A programme of analysis and reporting took place to examine artefacts and ecofacts recovered during three large sites excavated in central Flint: Earl Lea, Dukes Walk and The Police Station. The end results will be a full-colour, bi-lingual, ‘popular’ publication aimed at those with an interest in the history and archaeology of Flint and a larger, single-volume, academic monograph.
The excavations followed earlier phases of desk-based study and trenched evaluation and were undertaken on behalf of Flintshire County Council and Wates Living Space West in advance of a large scheme of urban redevelopment. The programme of archaeological work allowed Archaeology Wales to work with the developers to produce a proposal that minimised the impact on the buried archaeological resource, while preserving ‘by record’ those element where impact was unavoidable.

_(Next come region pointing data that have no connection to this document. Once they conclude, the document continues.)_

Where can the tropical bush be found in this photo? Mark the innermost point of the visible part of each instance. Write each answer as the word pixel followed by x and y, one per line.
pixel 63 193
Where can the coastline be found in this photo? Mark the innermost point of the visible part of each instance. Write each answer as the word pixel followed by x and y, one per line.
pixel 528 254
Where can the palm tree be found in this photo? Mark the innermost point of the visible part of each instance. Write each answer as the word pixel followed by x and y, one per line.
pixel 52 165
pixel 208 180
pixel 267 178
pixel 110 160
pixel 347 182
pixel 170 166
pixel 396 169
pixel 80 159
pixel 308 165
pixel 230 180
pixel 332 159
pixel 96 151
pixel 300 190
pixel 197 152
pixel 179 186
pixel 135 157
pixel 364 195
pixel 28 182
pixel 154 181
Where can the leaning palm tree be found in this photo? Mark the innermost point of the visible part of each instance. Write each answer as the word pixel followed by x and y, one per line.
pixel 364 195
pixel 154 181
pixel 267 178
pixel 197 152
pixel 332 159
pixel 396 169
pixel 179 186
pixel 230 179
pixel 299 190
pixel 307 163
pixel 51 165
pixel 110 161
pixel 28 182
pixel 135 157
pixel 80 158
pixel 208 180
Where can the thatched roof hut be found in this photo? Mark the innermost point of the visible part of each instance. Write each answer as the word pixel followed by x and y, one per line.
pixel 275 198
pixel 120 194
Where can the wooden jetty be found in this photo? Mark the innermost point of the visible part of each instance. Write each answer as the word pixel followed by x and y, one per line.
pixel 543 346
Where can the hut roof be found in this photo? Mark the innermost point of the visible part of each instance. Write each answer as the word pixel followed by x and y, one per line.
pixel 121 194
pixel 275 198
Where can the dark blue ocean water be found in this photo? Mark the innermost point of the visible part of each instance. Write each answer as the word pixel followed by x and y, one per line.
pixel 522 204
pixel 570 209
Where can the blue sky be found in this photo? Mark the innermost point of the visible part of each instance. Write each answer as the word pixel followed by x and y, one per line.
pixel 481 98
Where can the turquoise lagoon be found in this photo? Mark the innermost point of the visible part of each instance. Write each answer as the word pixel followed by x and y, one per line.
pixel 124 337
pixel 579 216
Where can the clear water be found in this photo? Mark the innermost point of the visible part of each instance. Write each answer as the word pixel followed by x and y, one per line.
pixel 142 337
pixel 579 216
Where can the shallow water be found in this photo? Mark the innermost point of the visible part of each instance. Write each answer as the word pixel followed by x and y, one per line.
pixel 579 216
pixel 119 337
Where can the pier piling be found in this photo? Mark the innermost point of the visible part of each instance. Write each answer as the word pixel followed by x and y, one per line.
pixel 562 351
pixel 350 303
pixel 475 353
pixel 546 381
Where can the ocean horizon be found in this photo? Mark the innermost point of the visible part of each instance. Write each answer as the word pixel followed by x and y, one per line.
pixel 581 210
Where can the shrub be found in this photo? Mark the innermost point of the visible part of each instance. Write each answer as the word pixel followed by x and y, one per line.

Each site revealed a number of phases of activity relating to development from the foundation of Edward I’s implanted town in 1277 through to the 20th century. Among the most significant features were sections of the town’s defensive bank and ditch, some of the earliest surviving fills of which contained material dating to the thirteen century. Evidence from later fills included environmental evidence for the flora and fauna of the area, material derived from domestic waste and a unique series of leather shoes, all of which helped to add to our knowledge of the people who lived in and around the town.
Apart from evidence for the defences and the internal layout of the town, post-excavation analysis focused on a number of semi-industrial activities that were seemingly taking place in ‘open’ or ‘back garden’ areas. In the centre of the Early Lee site, a pair of medieval stone built corn-drying ovens were uncovered and fully excavated, while on the Dukes Walk site, ten fascinating late eighteenth century brick-built structure were examined, all of which exhibited evidence for low-temperature lead working.